Other people may take a more optimistic view?
Rodney Tillotson, JANET-CERT
+44 1235 822 255.
Received: from cpimssmtpa48.msn.com ([10.48.181.222])
by cpimsstra06.email.msn.com
with Microsoft SMTPSVC(5.0.2195.4905);
Sun, 28 Jul 2002 00:31:59 -0700
Received: from 210.179.36.2 ([61.153.231.139])
by cpimssmtpa48.msn.com with Microsoft SMTPSVC(5.0.2195.4905);
Sun, 28 Jul 2002 00:31:52 -0700
Received: from [159.218.252.32] by n7.groups.yahoo.com with SMTP;
Jul, 28 2002 12:19:32 AM +0300
Received: from [137.155.98.192] by f64.law4.hotmail.com with QMQP;
Jul, 27 2002 11:05:48 PM -0200
Received: from anther.webhostingtalk.com ([88.58.121.118])
by da001d2020.lax-ca.osd.concentric.net with QMQP;
Jul, 27 2002 10:28:43 PM +0300
Received: from unknown (HELO da001d2020.lax-ca.osd.concentric.net)

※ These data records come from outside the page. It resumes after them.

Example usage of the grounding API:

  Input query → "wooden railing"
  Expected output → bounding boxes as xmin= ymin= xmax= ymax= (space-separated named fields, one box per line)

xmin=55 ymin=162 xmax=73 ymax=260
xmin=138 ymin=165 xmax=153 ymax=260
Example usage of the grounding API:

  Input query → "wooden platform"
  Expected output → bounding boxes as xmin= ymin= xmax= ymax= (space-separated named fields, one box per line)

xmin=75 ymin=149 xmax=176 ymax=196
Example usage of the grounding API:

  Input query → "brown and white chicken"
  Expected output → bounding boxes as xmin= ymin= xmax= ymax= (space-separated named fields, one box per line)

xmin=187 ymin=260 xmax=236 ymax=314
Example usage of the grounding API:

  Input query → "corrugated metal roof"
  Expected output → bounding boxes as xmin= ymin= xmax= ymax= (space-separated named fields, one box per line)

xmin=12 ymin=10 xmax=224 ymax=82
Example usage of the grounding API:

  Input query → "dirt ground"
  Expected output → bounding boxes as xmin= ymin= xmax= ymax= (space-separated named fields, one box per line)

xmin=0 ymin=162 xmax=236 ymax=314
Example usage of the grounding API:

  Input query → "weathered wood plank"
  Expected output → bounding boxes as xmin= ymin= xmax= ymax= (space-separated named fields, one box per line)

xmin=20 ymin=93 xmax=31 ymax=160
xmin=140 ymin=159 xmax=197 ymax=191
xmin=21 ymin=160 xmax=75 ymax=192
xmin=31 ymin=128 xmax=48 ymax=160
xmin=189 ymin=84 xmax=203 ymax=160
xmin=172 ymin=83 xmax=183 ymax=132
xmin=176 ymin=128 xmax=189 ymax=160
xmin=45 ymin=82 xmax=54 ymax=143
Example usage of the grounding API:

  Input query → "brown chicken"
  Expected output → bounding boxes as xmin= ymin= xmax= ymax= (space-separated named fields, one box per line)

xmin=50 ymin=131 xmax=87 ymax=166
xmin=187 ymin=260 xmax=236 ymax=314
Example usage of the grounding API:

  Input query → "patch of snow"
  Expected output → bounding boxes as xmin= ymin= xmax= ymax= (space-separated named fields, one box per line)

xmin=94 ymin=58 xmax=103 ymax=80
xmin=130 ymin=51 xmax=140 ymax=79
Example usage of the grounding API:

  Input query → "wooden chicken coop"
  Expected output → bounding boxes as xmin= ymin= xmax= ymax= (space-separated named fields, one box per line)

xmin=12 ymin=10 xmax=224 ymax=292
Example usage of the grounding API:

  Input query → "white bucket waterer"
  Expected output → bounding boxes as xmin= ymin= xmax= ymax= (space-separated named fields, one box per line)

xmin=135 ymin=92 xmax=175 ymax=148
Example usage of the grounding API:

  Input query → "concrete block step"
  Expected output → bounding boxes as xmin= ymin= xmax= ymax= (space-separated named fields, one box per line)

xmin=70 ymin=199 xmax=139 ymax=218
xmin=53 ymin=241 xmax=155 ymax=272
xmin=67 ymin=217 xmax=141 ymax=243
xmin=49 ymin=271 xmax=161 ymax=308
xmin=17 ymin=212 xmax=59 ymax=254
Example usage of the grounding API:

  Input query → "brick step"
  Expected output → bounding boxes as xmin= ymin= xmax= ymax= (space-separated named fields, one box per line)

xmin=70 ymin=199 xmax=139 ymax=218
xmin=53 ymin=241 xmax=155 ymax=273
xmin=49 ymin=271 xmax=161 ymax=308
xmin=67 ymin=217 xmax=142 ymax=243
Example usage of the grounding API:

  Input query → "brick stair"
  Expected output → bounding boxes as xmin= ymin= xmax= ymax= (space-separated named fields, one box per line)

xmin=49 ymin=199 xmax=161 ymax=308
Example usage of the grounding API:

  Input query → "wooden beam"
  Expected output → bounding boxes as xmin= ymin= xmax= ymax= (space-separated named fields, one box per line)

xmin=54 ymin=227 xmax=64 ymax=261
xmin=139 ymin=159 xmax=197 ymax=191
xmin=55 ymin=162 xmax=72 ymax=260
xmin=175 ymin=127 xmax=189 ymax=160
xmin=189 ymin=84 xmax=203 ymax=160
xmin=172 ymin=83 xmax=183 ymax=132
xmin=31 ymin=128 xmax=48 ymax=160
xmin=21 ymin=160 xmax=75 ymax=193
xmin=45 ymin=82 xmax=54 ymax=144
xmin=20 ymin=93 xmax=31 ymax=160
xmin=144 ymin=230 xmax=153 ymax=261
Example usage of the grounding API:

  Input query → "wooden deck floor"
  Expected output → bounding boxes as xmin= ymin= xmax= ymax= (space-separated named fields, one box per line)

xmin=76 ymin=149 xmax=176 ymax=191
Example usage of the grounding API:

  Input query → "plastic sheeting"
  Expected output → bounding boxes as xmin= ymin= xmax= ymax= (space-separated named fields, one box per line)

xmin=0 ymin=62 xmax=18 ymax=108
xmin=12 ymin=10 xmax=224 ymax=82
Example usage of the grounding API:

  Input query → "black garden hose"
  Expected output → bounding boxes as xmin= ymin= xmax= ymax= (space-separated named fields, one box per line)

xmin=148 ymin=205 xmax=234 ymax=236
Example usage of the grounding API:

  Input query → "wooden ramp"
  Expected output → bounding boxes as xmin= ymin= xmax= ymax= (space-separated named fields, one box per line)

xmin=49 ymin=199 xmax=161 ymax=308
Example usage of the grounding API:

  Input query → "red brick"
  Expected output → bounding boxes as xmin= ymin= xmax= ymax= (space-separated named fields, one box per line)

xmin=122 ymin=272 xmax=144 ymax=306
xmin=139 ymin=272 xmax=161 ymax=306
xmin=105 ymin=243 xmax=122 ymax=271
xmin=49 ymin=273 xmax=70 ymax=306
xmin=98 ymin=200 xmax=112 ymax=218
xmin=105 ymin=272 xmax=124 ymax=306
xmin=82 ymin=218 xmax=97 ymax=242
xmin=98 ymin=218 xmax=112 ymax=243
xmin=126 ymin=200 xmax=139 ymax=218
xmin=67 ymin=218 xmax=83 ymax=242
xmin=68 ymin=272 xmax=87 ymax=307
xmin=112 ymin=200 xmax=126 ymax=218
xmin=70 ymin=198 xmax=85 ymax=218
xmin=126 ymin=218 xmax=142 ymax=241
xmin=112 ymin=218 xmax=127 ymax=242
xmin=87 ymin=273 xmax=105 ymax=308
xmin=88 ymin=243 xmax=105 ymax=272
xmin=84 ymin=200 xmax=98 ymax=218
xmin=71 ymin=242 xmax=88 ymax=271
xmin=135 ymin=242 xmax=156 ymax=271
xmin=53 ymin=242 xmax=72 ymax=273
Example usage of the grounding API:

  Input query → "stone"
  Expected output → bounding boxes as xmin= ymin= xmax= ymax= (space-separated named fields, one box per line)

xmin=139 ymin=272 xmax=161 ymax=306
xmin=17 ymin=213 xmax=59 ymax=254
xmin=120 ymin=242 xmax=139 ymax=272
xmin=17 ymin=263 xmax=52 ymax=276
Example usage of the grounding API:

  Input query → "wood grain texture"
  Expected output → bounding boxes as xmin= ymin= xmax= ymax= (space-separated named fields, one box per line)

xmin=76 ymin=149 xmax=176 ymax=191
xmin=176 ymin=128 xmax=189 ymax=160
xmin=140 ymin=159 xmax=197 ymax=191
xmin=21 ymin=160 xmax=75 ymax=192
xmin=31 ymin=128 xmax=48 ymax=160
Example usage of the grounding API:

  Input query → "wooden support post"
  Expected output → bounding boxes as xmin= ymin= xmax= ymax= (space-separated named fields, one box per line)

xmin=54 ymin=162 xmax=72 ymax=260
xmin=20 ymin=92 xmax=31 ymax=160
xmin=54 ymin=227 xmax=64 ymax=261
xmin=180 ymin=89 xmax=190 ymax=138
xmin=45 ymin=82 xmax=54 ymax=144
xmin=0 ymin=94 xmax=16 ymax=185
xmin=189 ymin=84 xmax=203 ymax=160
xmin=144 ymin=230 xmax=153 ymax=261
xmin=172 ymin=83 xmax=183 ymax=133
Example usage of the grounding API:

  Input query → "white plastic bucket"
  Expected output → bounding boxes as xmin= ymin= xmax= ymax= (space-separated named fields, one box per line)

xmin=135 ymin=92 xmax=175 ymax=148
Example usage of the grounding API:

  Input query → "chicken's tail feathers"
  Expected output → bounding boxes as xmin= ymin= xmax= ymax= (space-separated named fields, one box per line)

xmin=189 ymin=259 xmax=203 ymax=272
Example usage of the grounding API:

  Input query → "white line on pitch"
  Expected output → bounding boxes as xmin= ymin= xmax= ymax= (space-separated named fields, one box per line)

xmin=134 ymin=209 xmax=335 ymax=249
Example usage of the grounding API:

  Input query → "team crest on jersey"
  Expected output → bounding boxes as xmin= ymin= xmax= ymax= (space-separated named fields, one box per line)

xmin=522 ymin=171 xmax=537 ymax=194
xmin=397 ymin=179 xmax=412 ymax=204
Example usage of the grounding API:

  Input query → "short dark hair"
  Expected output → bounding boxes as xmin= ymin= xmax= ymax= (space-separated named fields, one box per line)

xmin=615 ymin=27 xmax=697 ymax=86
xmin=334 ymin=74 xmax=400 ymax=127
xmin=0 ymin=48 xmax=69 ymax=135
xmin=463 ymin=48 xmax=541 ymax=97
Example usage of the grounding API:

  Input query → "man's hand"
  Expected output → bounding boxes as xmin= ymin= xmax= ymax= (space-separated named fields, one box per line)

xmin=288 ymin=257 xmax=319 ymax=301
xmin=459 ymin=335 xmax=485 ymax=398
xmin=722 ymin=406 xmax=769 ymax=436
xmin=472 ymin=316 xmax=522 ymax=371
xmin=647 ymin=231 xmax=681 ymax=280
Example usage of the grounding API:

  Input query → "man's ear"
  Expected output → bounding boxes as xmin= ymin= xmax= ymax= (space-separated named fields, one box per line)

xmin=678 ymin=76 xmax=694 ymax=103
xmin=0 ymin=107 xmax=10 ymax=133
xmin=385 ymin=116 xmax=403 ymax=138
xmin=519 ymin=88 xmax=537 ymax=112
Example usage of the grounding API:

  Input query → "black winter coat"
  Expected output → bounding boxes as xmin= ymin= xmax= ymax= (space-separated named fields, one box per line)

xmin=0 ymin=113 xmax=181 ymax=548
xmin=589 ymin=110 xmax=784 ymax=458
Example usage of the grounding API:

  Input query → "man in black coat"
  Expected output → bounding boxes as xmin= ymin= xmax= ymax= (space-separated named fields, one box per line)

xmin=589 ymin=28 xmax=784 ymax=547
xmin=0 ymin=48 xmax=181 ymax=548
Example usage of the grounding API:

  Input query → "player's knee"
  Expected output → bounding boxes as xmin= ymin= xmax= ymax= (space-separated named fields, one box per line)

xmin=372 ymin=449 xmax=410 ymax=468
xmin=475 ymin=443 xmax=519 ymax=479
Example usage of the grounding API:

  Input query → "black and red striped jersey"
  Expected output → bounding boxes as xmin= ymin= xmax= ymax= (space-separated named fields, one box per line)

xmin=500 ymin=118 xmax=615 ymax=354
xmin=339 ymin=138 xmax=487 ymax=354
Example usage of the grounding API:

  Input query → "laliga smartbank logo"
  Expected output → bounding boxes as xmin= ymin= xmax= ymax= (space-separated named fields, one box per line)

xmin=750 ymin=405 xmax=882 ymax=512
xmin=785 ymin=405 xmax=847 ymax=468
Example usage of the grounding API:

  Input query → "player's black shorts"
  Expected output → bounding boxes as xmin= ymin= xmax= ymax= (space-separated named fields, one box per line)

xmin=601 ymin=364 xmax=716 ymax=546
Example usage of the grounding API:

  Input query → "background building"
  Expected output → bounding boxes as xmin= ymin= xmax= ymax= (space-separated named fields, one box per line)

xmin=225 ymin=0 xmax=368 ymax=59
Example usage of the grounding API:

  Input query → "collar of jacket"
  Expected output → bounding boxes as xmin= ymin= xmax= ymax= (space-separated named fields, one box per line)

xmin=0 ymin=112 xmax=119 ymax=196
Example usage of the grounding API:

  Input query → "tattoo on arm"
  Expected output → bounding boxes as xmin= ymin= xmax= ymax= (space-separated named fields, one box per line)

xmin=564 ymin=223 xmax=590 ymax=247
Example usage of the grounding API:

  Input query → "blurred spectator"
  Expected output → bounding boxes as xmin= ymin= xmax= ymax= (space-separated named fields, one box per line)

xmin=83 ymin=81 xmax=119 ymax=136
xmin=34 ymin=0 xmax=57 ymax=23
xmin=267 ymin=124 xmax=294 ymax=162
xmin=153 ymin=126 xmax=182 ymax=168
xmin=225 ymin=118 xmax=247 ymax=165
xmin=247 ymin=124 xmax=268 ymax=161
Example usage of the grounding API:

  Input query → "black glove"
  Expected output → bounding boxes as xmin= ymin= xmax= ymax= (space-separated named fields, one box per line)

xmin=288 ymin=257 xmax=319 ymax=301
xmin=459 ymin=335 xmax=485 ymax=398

(194.29.209.49) by f64.law4.hotmail.com with QMQP;
Jul, 27 2002 9:14:49 PM -0200
From: Vim hing@localhost <>>
To: You
Cc:
Subject: School Girl Teens Caught Fuck'n In Showers !!!!! dmlwt
Sender: Vim hing@localhost
Mime-Version: 1.0
Content-Type: text/html; charset="iso-8859-1"
Date: Sun, 28 Jul 2002 00:32:48 -0700
X-Mailer: MIME-tools 5.503 (Entity 5.501)
X-Priority: 1
Return-Path: hing@localhost
Message-ID: <>
X-OriginalArrivalTime: 28 Jul 2002 07:31:59.0606 (UTC) FILETIME=[DBDBF960:01C23608]
HOT FREE MORPHEUS XXX MILLIONS OF MOVIES AND PICS TO DOWNLOAD FOR FREE!!!
Click Here <http://members.tripod.com.ve/alladian828r>To Download Free Software!
P.S DOWNLOAD IT NOW BEFORE IT'S GONE!